Amoris laetitia instead discusses the pastoral approach to people in such situations, and this is the place where the specifics of an individual relationship, marriage, divorce and second marriage can be discussed and interpreted. That still does not mean that the law can be changed there, but it is the place where understanding can be given, different ways in which a person can be a part of the life of the Church (a major focus of the Exhortation) and also where solutions to normalise their situation (called ‘irregular’ in Church legalese) can be found.

I have seen many comments which interpret the legal considerations as some form of punishment for people failing in marriage. This is of course not so. The law deals with factual situations, not with the reasons for the existence of those facts (although these can be taken into account when a court is asked for an opinion or verdict in a specific case).

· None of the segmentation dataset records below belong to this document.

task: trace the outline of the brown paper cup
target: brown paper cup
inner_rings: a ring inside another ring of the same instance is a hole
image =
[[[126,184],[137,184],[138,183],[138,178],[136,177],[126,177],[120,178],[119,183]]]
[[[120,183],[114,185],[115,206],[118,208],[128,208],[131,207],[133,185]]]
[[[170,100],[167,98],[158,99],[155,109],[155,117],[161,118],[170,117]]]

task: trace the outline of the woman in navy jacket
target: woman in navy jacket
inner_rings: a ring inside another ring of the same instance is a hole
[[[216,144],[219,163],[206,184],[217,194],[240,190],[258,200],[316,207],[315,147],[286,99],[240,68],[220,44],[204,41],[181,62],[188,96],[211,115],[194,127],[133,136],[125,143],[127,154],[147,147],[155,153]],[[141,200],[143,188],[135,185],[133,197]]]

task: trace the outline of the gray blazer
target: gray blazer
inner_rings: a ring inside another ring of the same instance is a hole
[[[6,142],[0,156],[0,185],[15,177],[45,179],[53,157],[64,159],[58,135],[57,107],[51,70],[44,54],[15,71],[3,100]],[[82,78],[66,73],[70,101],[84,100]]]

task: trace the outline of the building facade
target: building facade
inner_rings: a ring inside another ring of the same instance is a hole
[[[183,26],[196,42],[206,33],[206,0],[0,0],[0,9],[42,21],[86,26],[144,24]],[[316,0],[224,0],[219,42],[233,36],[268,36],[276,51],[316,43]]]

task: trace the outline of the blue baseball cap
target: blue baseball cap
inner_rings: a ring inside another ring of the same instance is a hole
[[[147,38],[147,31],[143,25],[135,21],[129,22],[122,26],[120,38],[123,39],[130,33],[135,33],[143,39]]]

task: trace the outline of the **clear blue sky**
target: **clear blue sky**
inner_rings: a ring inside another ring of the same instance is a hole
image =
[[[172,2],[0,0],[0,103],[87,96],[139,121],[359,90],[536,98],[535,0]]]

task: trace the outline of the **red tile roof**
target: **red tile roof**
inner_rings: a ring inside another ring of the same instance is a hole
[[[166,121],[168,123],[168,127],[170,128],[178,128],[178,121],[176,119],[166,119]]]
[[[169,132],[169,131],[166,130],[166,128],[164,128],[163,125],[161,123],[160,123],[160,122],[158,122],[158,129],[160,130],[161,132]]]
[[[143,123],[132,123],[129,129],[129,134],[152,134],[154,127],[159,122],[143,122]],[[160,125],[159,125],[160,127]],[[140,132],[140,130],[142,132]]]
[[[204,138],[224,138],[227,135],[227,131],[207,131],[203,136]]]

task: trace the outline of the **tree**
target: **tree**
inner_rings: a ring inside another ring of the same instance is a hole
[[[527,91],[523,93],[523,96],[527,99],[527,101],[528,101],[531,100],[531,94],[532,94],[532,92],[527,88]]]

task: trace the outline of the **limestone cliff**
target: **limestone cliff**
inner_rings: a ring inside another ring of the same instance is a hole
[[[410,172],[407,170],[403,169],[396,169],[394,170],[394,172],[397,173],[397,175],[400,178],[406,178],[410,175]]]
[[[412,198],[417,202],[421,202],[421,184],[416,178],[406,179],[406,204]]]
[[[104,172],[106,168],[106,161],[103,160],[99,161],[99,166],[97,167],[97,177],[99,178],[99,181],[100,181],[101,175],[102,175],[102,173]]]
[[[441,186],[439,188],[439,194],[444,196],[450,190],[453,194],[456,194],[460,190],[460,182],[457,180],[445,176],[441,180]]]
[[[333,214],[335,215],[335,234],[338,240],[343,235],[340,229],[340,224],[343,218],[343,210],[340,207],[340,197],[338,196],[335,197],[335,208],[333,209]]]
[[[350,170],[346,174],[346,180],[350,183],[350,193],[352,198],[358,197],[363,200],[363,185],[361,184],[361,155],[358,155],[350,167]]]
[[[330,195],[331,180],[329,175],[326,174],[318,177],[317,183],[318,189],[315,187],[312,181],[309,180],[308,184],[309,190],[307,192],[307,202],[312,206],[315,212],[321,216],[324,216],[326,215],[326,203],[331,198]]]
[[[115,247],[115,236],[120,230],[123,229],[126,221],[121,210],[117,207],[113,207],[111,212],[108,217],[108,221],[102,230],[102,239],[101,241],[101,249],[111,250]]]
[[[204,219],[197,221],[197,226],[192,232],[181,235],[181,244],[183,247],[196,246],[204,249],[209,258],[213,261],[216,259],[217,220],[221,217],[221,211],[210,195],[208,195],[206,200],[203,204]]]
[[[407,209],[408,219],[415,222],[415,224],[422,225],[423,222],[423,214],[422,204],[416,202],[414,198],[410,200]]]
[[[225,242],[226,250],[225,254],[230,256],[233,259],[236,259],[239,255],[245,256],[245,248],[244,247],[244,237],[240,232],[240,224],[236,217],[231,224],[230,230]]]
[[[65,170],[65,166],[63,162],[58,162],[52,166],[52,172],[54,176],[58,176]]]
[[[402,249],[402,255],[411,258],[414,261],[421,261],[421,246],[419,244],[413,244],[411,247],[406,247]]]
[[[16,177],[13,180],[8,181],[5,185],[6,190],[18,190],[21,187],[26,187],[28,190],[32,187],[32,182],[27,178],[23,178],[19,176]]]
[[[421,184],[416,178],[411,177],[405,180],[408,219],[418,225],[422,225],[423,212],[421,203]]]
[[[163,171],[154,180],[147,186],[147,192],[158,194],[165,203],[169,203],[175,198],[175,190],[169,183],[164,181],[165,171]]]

In the end, and I have said this before, Jesus Himself gave the perfect summary of how to relate to people who, for whatever reason, failed to live up to the ideal. In the Gospel of John, chapter 8, we read of Jesus’ encounter with a woman caught in adultery. After an episode in which He confronts the scribes and Pharisees with their own hypocricy, the Lord tells the woman that he will not condemn her (mercy, the pastoral approach), but also that she should not sin from then on (the law). The law is clear, but never asks for the condemnation of people.  Jesus forgives our past mistakes, but also asks us not to make the same mistakes again. And in the situation of divorced and remarried Catholics it is clear that this means that we should not condemn the people concerned, but welcome them into our Church communities. But at the same time it is clear that they can’t continue in their objectively sinful state (just like the woman in the Gospel can’t continue sleeping around with other men). What exactly can and must change in each specific situation is a matter for the pastoral sphere, where the law provides a framework.

And here Pope Francis’ sadness, expressed during Saturday’s flight back from Lesbos, at how too many people only focus on this specific question, becomes understandable. The context of the mistakes made is not inconsequential; their causes lie elsewhere and affect the entire edifice of marriage and family. It is about more than Communion (which no one has a right to, anyway): it is about broken families, divorce, adultery, economic uncertainty, unwillingness or inability to get married, falling birth rates… Yes, access to the sacraments, or lack thereof, is one of the consequences of these crises, but we should not make the mistake of considering it the only one.

Yes, there is a development of doctrine, as many have said. Not of its roots, which lie in the Gospels and the Tradition of the Church, the bedrock on which the faith grows, but in the application, the choices we make which result in the tree of faith bearing much fruit. We need both, roots and fruit.

*And no, that infamous footnote 351 is no clear answer either, as it mentions sacraments, of which there are seven, and not Holy Communion to the exlucion of the other six.